The biggest criminal fine of all time was awarded to Pfizer, producer of one of the most widely-used COVID-19 vaccines, regarding misuse and mispromotion of one of its products. This product was linked to thousands of heart attacks, strokes, blood clots, and deaths, before it was finally withdrawn from the market.
A Pfizer whistleblower said at the time, "At Pfizer I was expected to increase profits at all costs, even when sales meant endangering lives".
Most other pharmaceutical companies have similarly chequered histories, so it's vital to remember that these for-profit companies have well-established protocols for putting profits before people, and that they don't always tell the truth about their products. These companies are typically so wealthy, that many calculate it is more in their interests to continue retailing a dangerous but lucrative product, and then paying off any future fine, than it is investing in making their products safer.
It's worth reiterating here that pharmaceutical companies have no financial liability if their COVID-19 vaccines injure or kill, which further reduces their incentive to make them optimally safe.
Aren't I taking a risk by not getting vaccinated?
No decision in life is risk-free, but the evidence suggests that the protection provided by COVID-19 vaccination is not high (nor do these intervention prevent contraction or transmission), and that it wanes quickly - hence the requirement for so many 'boosters', each of which carries with it an additional risk. Millions of people in this country - approximately 20% of the population, according to government figures - are not vaccinated against COVID-19 at all.
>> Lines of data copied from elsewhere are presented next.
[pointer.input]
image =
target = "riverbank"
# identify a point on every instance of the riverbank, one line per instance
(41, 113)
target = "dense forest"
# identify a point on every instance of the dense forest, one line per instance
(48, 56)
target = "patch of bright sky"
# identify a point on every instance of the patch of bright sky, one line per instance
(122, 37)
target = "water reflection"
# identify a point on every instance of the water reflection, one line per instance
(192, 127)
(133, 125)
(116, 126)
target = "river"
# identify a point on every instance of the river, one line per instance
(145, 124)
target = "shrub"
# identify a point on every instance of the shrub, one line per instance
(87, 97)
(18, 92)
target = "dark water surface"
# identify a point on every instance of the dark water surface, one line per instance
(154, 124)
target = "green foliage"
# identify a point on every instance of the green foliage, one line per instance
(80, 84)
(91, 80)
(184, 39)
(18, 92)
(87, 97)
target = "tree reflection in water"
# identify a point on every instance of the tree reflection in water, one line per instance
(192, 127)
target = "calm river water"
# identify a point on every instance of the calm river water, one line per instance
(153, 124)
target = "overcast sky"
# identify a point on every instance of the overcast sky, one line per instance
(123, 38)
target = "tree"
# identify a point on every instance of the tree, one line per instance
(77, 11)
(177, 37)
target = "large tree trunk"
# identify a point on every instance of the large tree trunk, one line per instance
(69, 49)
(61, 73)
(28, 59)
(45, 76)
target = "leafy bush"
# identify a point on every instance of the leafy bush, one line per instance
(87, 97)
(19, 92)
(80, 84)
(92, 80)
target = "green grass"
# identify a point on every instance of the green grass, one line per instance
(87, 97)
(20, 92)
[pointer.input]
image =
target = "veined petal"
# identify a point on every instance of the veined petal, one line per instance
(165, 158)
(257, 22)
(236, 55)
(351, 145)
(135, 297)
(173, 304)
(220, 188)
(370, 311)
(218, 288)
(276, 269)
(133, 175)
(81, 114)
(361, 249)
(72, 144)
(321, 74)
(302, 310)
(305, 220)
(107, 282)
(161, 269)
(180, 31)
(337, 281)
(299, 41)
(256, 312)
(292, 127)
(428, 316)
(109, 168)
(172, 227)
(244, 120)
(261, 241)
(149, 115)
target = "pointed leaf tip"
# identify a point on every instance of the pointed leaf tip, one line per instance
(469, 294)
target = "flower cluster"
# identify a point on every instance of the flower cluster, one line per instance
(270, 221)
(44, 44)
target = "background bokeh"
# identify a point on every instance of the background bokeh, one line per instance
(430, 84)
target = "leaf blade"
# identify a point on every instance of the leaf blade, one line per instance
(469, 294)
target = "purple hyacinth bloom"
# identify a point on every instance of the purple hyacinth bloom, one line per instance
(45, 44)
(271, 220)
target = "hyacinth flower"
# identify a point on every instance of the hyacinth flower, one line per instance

Early reports stating that most patients in ICUs were unvaccinated turned out to be false. Actually, most ICU patients are double-vaccinated.
Do bear in mind that COVID-19 is not a life-threatening or life-altering condition for most, and there are many other steps you can take to protect your health and minimise your chances of becoming seriously ill should you contract a coronavirus. Most of these protocols are significantly less risky than the COVID-19 vaccinations.
It is critical to keep in mind that, while your doctor, the media, your employer, and your family and friends may all put huge pressure on you to receive a COVID-19 vaccination (which is unethical in itself: no medical decision should ever be a result of coercion or duress), if something goes wrong, none of these people bear any responsibility for dealing with the consequences. Only you do.
There is no guarantee you will be compensated fairly if you are injured by a vaccine (and a maximum payment of £120,000 is comparatively small, especially if you are young and have many years of working life ahead of you).
So it's critical that before proceeding with this potentially life-altering decision, you consider all the facts, and make a free, knowledgeable, and fully informed choice.